You can refer to the following sample code to achieve:
# 加载模型参数
if rank == 0:
net.load_state_dict(checkpoint['net'])
dist.bcast_list_(net.tensors())
opt = SGD(net.parameters(), lr=0.01, momentum=0.9, weight_decay=5e-4)
gm = GradManager().attach(net.parameters(), callbacks=[dist.make_allreduce_cb("sum")])
# 训练
for epoch in range(epochs):
for data, label in data_loader:
data = mge.tensor(data)
label = mge.tensor(label)
with gm:
pred = net(data)
loss = F.nn.cross_entropy(pred, label)
gm.backward(loss)
opt.step().clear_grad()
# 保存模型参数
if rank == 0:
checkpoint = {
'net': net.state_dict(),
'acc': best_acc,
}
mge.save(checkpoint, path)
Multi-machine multi-card#
In MegEngine, we can easily modify the above single-machine multi-card code to multi-machine multi-card, just modify launcher
to perform multi-machine and multi-card training.

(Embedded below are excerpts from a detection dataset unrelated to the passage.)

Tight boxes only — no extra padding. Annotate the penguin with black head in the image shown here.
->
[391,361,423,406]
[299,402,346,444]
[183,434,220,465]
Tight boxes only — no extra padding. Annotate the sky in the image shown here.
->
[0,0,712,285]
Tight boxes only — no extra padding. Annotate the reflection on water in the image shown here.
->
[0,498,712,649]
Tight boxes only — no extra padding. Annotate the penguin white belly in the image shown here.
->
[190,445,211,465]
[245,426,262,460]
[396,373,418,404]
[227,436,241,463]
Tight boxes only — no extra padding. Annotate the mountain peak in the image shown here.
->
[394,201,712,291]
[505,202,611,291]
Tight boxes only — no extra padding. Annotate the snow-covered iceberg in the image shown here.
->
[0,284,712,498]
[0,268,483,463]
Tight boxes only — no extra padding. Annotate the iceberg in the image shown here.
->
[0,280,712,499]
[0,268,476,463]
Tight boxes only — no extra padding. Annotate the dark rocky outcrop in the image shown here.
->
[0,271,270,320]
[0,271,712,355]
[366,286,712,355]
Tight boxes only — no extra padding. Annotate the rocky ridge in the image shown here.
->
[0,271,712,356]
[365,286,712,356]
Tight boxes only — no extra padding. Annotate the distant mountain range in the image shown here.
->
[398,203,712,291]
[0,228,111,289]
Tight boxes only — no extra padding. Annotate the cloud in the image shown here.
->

The part is the same as the stand-alone multi-card.
@dist.launcher(world_size=world_size,
n_gpus=n_gpus,
rank_start=rank_start,
master_ip=master_ip,
port=port)
Parameter meaning
parameter name |
type of data |
Actual meaning |
---|---|---|
world_size |
int |
Total number of cards used for training |
n_gpus |
int |
The number of cards of this physical machine at runtime |
rank_start |
int |
The starting value of the rank of this machine |
master_ip |
str |
rank 0 the IP address of the machine |
port |
int |
Port number used by distributed training master server |
Parallel pipeline#
In MegEngine, the pipeline method is also supported for training.
The simplest pipeline parallelism is to split a model into upper and lower parts, which can be easily implemented in MegEngine.

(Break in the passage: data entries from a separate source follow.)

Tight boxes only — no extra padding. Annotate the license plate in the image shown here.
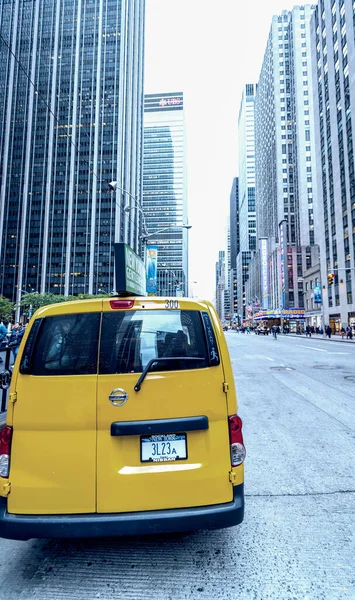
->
[141,433,187,462]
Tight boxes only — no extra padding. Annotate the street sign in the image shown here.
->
[115,242,146,296]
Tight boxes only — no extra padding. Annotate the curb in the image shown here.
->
[281,333,355,344]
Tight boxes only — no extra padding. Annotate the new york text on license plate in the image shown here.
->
[141,433,187,462]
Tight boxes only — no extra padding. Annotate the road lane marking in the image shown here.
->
[297,344,328,353]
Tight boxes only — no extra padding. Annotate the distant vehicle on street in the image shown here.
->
[255,325,269,335]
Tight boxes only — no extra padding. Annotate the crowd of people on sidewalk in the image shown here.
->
[0,320,26,363]
[223,325,355,340]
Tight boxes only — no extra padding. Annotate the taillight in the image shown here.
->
[110,300,134,310]
[228,415,246,467]
[0,425,12,477]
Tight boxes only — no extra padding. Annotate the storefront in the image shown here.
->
[254,308,305,333]
[305,310,323,329]
[329,313,342,333]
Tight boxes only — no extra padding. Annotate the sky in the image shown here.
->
[145,0,306,300]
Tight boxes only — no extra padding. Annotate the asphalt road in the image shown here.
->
[0,332,355,600]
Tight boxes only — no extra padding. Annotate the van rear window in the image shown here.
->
[27,313,101,375]
[99,310,209,374]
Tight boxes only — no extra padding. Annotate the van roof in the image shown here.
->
[34,296,213,318]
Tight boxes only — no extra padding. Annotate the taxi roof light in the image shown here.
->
[110,299,134,310]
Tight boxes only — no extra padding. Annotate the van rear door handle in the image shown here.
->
[111,416,209,436]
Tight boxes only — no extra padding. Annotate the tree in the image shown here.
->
[0,295,15,319]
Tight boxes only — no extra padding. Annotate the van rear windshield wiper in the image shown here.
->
[134,356,206,392]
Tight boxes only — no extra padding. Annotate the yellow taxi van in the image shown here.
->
[0,296,245,540]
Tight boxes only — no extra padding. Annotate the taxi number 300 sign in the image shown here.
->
[165,299,179,308]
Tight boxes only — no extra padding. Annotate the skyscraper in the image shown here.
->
[143,92,188,296]
[229,177,240,318]
[255,5,316,309]
[312,0,355,332]
[237,83,257,324]
[0,0,145,301]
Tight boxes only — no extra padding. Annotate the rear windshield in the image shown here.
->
[29,313,101,375]
[20,310,220,375]
[100,310,208,373]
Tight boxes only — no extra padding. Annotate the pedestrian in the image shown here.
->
[8,323,25,362]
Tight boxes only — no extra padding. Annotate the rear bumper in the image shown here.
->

Here is a simple example to show how to write a line of training:
import megengine as mge
import numpy as np
import megengine.module as M
import megengine.autodiff as ad
import megengine.distributed as dist
import megengine.optimizer as optim
@dist.launcher(n_gpus=2)
def main():
rank = dist.get_rank()
# client 用于各个 rank 之间互相通信
client = dist.get_client()
if rank == 0:
layer1 = M.Linear(1, 1) # 模型上半部分
x = mge.tensor(np.random.randn(1))
gm = ad.GradManager()
opt = optim.SGD(layer1.parameters(), lr=1e-3)
gm.attach(layer1.parameters())
with gm:
feat = layer1(x)
dist.functional.remote_send(feat, dest_rank=1)
gm.backward([])
print("layer1 grad:", layer1.weight.grad)
opt.step().clear_grad()
else:
layer2 = M.Linear(1, 1) # 模型下半部分
gm = ad.GradManager()
opt = optim.SGD(layer2.parameters(), lr=1e-3)
gm.attach(layer2.parameters())
with gm:
feat = dist.functional.remote_recv(src_rank=0)
loss = layer2(feat)
gm.backward(loss)
print("layer2 grad:", layer2.weight.grad)
opt.step().clear_grad()
main()
# 期望输出
# layer2 grad: Tensor([[-2.4756]], device=gpu1:0)
# layer1 grad: Tensor([[-0.7784]], device=gpu0:0)
common problem#
Q:why normal multi-machine card before the start of training, after training to enter the multi-card on the error `` cuda init error``?
A:Make sure that the primary process is not carried out cuda related operations before entering the multi-machine card training, cuda were fork action causes the process fork in cuda is not available, refer to here in the initialized state <https://stackoverflow.com/questions/22950047/cuda-initialization-error-after-fork> _ is recommended with numpy Arrays are used as input and output to use launcher-wrapped functions.
Q:do I use multiprocessing
to write multi-machine and multi-card training by myself and always get stuck?
A: group_barrier
before the end of the function to avoid stuck
In MegEngine, in order to ensure performance, the corresponding cuda kernel will be executed asynchronously, so when the python code is executed, the corresponding kernel execution has not yet ended.
In order to ensure that the kernel is all executed, MegEngine registered global synchronization in
atexit
when it was initialized, but the default fork mode of multiprocess will not executeatexit
registration when the process exits. The function of the kernel has not finished execution.If there are operators that need to communicate between processes, and several processes exit early, the remaining processes will wait for other processes to cause stuck (if you need to take the value of a parameter for a process such as rank0).